Collectively, the “Big 3” are shaping what the next decade of retail media will look like — and the picture is one of higher costs, smarter targeting, and a blurred line between advertising and retail itself.
Amazon: The Benchmark
Amazon’s ad business just set another quarterly record: $14.7 billion in Q2, up nearly 20% year over year. Sponsored Products remain the engine, but the real growth is in Sponsored Display, DSP, and video.
The key takeaway? Amazon has moved beyond simple search ads. They’re building a full-funnel advertising ecosystem powered by audience data, AMC insights, and off-Amazon reach.
For brands, this means advertising isn’t optional. It’s the price of shelf space — and the bar for strategic sophistication keeps rising.
Walmart: Scale and Incrementality
Walmart Connect grew 26% in Q2 to $3.4 billion. Not Amazon-scale yet, but impressive momentum — especially considering Walmart’s unique advantages:
- Store-level data that ties online ads to offline sales.
- Massive grocery traffic that Amazon still struggles to replicate.
- A push toward self-serve tools that make Walmart easier for mid-sized brands to adopt.
Walmart is proving that retail media doesn’t just belong to Amazon. Their value proposition lies in incrementality — being able to show ad dollars driving both digital and physical basket growth.
Instacart: The Challenger
Instacart Ads is smaller in absolute terms ($1.5 billion run rate), but it punches above its weight in certain categories. CPG brands, in particular, see Instacart as a last-mile media channel — ads that convert into carts within hours, not days.
The platform’s strength is immediacy.
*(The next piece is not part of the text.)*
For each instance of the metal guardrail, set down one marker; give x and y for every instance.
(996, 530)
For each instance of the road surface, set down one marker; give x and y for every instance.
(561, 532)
Unlike Amazon or Walmart, Instacart’s ads sit right on top of weekly grocery behavior. That makes them incredibly powerful for driving trial and repeat purchase — if the targeting keeps improving.
The Future of Retail Media
Taken together, the Big 3 tell us three things about where retail media is headed:
- It’s becoming table stakes. Every major retailer with traffic will run a media network. The only question is how mature their targeting and reporting stack will be.
- Measurement is the next frontier. Amazon has AMC. Walmart is doubling down on incrementality. Instacart leans into immediacy. Whoever cracks cross-channel attribution and proves ROI at scale will win disproportionate ad budgets.
- The costs will keep rising. As more ad inventory rolls out, competition for visibility gets fiercer. For brands, retail media spend is no longer “performance marketing.” It’s a structural cost of doing business.
Final Take
Retail media is no longer an experiment. It’s the new rent. Amazon sets the pace, Walmart shows the power of omnichannel data, and Instacart proves niche players can thrive with the right focus.
For brands, the question is no longer whether to invest — it’s how to invest smarter. The winners will be those who stop treating retail media as a campaign channel and start treating it as an operating system.